Mam złe informacje. Jako społeczeństwo nie jesteśmy wspólnotą, ale małymi zatomizowanymi, konkurującymi ze sobą, mikrospołecznościami. Ostatnim politykiem, który mówił o wspólnocie był Andrzej Duda podczas kampanii prezydenckiej. Mówił o potrzebie wspólnoty w rozbitym narodzie. I tyle ze wspólnoty zostało. Po wyborach prezydenckie „potrzebujemy wspólnoty” odeszło w niepamięć. Cała polska polityka to jeden wielki dowód na brak wspólnoty narodowej.

Nie zwalajmy jednak winy na polityków, skoro sami ich do tego zachęcamy. Za grosz u nas myślenia wspólnotowego – góruje indywidualizm, który narzuca ostrą konkurencję, a spycha wspólnotowość w czarny kąt.

Gdy obserwuje się polską debatę publiczną łatwo dostrzec zajadłość i nieżyczliwość, szukanie wpierw winy po stronie „tego drugiego”. Łatwo zobaczyć ile cwaniactwa jest we wpychaniu się w korkach na drodze, ile buty we wciskaniu się w kolejki sklepowe, ile egoizmu w złym parkowaniu, ile bezczelności w zakłócaniu publicznej ciszy i dewastowaniu publicznej, wspólnej przestrzeni. Wszechobecne cwaniactwo jest widoczne nawet podczas zwykłych spacerów, gdzie widać, jak rowerzyści i piesi wzajemnie wchodzą sobie w drodze i wzajemnie miotają przeciwko sobie oskarżenia, gdzie widać, jak rodzice uczą – w imię zasady „kto pierwszy ten lepszy” – ścigania się w dobieganiu na huśtawki. Popatrzmy, ile mamy determinacji w załatwianiu swoich spraw i odpuszczaniu spraw wspólnoty. Nie narzekajmy na korporacje – wyścig szczurów to domena nie tylko wielkich korporacji, ale życia w każdym wymiarze.

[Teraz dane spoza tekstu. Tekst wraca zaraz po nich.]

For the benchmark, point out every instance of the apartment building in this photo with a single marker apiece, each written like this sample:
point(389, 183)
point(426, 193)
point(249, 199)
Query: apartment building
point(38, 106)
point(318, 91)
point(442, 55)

Brakuje wspólnoty na osiedlach, w pracy, w piaskownicy, nawet w Kościele – wystarczy posłuchać aktywistów katolickich z różnych stowarzyszeń, jak lubują się w narzekaniu na innych aktywistów z innych stowarzyszeń.

W roku 1989 r. wydawało się nam, że wolny rynek załatwi wszystko i stanie się remedium na wszelkie postkomunistyczne zło. Zabrakło troski o zachowanie wspólnoty zbudowanej w 1980 r. i odtworzonej - w mniejszym już wymiarze, ale nadal żywej - w 1988 r. „Solidarność” zapatrzona w – potrzebną, a jakże – przebudowę ekonomiczną kraju zapomniała o wzmacnianiu wspólnoty. Wszystkim nam wydawało się, że to przyjdzie naturalnie. Nie przyszło.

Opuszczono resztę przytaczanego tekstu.